Paul Kiely, former chief executive of the CRC:  the Cregan report says  no cut was applied to the €118,449 he received as part of the “private CRC” component of his pay. Photograph: Laura Hutton/Photocall Ireland
Paul Kiely, former chief executive of the CRC: the Cregan report says no cut was applied to the €118,449 he received as part of the “private CRC” component of his pay. Photograph: Laura Hutton/Photocall Ireland

Senior executives in the Central Remedial Clinic (CRC) avoided the full impact of public service pay cuts imposed on other staff because the organisation artificially split their salaries between amounts funded by the HSE and that generated from its fundraising arm, according to a report published yesterday.

The report by John Cregan, the interim administrator appointed by the HSE to run the CRC after the board and chief executive officer resigned late last year, reveals that in the past, the organisation operated a separate payroll for executives, in addition to the one in place for other personnel.
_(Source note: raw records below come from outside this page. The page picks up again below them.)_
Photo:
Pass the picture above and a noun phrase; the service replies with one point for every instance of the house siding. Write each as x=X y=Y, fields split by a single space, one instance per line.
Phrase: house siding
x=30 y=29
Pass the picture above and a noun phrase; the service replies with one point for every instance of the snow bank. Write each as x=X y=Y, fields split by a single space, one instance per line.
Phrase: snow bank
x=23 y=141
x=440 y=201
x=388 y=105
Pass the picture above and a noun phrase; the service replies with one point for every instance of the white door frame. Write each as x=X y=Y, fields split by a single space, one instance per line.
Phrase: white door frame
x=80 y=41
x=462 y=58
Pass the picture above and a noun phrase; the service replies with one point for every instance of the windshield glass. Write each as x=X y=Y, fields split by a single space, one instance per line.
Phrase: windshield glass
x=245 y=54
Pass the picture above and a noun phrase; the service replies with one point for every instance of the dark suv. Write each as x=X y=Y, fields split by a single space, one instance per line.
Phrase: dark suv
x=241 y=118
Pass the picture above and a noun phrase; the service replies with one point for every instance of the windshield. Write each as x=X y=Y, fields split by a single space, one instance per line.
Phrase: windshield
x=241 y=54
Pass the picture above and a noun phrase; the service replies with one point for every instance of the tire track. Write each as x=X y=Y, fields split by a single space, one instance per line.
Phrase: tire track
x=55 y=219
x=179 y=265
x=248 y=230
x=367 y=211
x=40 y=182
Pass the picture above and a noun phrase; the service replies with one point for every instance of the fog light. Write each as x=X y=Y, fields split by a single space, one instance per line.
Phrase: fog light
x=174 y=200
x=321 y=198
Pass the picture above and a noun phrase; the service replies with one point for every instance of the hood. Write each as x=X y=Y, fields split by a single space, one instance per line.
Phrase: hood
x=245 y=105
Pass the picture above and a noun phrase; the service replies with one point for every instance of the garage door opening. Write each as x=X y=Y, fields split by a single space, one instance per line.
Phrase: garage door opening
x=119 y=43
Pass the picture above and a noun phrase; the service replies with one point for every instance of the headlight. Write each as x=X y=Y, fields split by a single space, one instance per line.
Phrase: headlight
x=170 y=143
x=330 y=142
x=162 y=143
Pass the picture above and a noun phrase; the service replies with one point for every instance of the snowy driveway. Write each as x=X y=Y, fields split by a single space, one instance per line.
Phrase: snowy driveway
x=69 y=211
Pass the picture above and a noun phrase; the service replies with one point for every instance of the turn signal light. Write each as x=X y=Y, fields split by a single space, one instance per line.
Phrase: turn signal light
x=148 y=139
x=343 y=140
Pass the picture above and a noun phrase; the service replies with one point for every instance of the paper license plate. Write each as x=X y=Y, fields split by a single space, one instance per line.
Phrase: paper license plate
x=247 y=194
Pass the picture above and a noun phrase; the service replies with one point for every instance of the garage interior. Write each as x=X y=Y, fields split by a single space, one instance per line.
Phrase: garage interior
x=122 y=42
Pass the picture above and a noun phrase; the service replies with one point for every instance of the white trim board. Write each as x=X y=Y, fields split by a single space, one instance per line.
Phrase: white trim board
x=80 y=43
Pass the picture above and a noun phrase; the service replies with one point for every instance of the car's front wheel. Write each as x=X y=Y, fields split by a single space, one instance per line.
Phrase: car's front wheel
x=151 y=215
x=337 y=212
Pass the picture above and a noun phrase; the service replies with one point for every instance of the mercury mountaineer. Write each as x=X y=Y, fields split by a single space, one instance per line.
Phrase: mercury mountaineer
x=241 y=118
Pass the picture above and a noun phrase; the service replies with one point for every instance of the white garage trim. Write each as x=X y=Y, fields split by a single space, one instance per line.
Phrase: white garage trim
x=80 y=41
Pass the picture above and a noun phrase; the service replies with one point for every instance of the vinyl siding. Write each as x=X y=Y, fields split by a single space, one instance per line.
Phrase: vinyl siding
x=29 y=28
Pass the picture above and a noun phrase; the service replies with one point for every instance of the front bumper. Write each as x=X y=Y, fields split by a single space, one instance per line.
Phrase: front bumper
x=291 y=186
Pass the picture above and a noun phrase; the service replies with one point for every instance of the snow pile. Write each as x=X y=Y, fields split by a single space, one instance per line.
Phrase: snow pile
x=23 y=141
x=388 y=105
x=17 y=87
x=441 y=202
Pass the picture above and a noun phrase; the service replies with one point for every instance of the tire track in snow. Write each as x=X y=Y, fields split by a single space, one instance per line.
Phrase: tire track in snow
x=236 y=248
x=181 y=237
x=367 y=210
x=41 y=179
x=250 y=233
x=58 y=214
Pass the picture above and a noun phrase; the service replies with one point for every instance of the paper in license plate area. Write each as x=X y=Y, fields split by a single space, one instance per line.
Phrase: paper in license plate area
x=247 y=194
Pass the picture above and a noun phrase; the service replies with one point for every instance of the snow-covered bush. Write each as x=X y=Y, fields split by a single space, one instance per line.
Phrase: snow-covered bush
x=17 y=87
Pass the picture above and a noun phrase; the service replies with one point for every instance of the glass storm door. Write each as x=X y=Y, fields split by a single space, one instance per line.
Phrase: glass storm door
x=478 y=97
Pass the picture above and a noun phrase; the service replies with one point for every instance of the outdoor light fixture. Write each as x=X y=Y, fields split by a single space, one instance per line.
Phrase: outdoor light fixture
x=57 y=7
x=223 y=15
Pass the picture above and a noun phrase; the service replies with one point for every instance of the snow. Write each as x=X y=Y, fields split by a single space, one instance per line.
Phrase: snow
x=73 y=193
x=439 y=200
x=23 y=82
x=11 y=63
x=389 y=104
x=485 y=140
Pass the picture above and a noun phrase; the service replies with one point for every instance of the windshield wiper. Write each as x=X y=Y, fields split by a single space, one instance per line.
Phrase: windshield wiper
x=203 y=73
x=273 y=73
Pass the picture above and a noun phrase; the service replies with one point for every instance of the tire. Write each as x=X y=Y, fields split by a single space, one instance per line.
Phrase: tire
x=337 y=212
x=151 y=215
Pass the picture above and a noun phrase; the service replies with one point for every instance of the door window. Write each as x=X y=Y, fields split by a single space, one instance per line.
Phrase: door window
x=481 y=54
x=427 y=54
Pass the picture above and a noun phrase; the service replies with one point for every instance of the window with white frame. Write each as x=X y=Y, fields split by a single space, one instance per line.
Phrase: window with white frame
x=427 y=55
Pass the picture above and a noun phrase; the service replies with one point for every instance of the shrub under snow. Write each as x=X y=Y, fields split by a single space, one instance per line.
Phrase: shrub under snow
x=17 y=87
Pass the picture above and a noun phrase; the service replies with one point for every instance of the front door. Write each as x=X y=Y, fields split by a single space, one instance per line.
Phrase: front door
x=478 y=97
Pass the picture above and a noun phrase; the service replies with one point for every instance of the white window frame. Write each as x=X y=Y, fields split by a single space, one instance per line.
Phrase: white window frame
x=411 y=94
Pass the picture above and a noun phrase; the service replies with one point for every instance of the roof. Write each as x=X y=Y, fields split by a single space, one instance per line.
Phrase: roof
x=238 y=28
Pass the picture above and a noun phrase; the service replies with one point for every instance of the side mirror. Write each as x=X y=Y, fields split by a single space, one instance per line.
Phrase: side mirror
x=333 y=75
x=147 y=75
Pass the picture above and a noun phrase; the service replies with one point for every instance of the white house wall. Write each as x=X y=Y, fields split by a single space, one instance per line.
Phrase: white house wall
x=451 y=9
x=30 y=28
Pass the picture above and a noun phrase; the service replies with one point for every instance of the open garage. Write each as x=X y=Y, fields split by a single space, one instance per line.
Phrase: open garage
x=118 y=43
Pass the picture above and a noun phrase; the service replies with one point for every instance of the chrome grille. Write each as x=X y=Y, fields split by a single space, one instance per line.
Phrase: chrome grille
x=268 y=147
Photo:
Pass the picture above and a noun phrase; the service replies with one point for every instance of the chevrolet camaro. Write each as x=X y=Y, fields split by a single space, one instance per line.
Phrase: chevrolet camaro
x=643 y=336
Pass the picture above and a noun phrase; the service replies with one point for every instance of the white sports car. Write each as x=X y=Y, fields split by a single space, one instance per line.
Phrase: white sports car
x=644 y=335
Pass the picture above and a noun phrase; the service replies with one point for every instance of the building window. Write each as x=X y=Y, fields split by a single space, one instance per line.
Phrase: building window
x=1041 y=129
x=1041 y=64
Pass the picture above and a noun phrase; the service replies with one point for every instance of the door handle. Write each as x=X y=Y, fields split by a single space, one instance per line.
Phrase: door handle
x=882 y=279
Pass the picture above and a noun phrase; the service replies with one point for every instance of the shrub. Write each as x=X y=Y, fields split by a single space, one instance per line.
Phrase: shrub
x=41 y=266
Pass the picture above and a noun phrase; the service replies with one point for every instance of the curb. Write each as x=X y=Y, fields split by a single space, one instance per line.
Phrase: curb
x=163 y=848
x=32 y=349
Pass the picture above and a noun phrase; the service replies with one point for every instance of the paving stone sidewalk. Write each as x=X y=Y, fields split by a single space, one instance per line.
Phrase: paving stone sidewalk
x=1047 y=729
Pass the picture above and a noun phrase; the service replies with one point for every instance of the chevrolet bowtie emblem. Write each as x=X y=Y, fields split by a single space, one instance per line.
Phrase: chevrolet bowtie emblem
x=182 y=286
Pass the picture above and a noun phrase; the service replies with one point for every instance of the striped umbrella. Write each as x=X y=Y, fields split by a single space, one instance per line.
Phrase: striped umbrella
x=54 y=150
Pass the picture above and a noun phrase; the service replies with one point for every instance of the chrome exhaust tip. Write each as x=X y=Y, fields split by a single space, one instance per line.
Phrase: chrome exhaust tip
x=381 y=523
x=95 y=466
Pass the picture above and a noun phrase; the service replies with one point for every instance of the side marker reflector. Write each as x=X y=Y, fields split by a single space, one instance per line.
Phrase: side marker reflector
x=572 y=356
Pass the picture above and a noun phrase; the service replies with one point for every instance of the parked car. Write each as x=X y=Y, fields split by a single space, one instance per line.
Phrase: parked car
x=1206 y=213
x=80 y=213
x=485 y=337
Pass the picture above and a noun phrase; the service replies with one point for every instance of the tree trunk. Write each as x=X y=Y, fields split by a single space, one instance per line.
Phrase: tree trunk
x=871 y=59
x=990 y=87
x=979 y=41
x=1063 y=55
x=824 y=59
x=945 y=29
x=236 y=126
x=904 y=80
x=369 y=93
In 2009, the HSE had sought reductions in the pay of senior executives. The report states that in a deal reached with the HSE in November 2009, the CRC said it would fund the excess of salaries over and above the official rate from January 2010.

However, the report says that the CRC then proceeded to artificially divide senior management and administrative salaries into two categories identified as “ agreed HSE” and “private CRC”.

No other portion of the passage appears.